The Case For Next Generation Text Description Solutions For Visual Information Accessibility

Dennis B. Tomashek, MS, Keith D. Edyburn, BSE, Rachael Baumann, BS,

Roger O. Smith, PhD

R2D2 Center, University of Wisconsin Milwaukee


People with vision impairments are often put at a distinct disadvantage when important information is presented in graphic or visual form. Standards (World Wide Web Consortium (W3C), guidelines, and even laws (Section 508) exist requiring the implementation of text descriptions, yet few websites even meet the suboptimal standards that currently exist. Further, several institutions have developed protocols and guidelines for writing thorough, useable text descriptions, but they are heavily dependent on the author to write, and require much time and expertise. Current advances in computer science, including computer vision and object recognition, and natural language generation provide optimism that in the near future, text description generation will become a mostly automated process, allowing for better access of information for people with disabilities. This paper documents the need and key components of a new approach.
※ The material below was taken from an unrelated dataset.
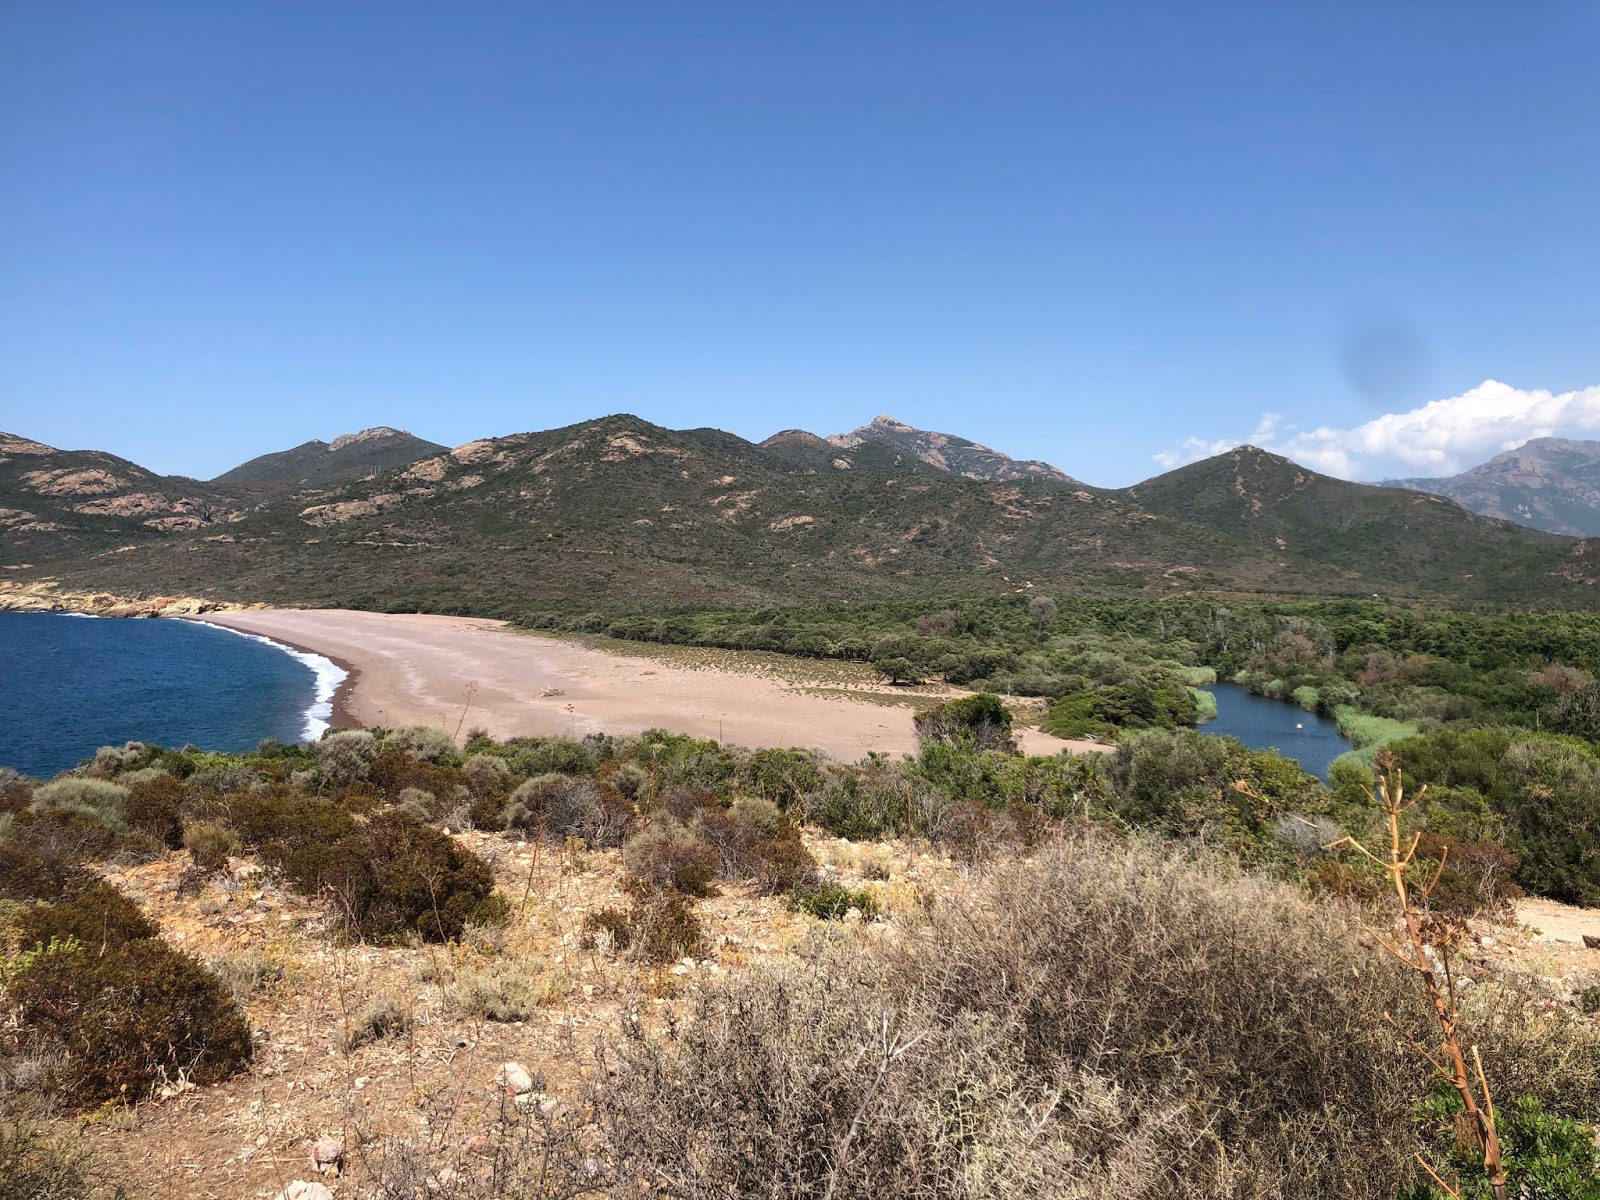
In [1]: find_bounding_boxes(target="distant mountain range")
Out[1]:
[1386,438,1600,537]
[5,416,1596,613]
Text descriptions are considered to be one of the most important accessibility aids on the internet (Nielson, 2005). In WebAIM’s Screen Reader User Survey #4 (WebAIM 2012), only 35% of respondents thought web content accessibility had improved over the previous year. The survey also found that “images with missing or improper descriptions” were the 4th most problematic item for screen reader users (behind Flash content, CAPTCHA, and ambiguous links). However, several major issues prevent text descriptions from being widely used. First, there are billions of images on the internet.  For example, in 2010, Flickr hosted 5 billion photos increasing to 6 billion in 2011. In 2010, Facebook users uploaded over 3 billion photographs per month increasing to more than 100 billion photographs monthly in 2011. Instagram users uploaded 3,600 images per minute in 2011 (Pingdom, 2012). These numbers exemplify the enormity of having text descriptions available for all images. Second, useful text descriptions are not easy to write, and can be time consuming. One study found that it takes about 15 minutes for a novice to write a text description for a single image (Maggard, 2008). Third, recently conducted focus groups of blind and visually impaired individuals found sometimes contradictory preferences for the type and amount of information contained in a text description (Baumann & Smith, 2012).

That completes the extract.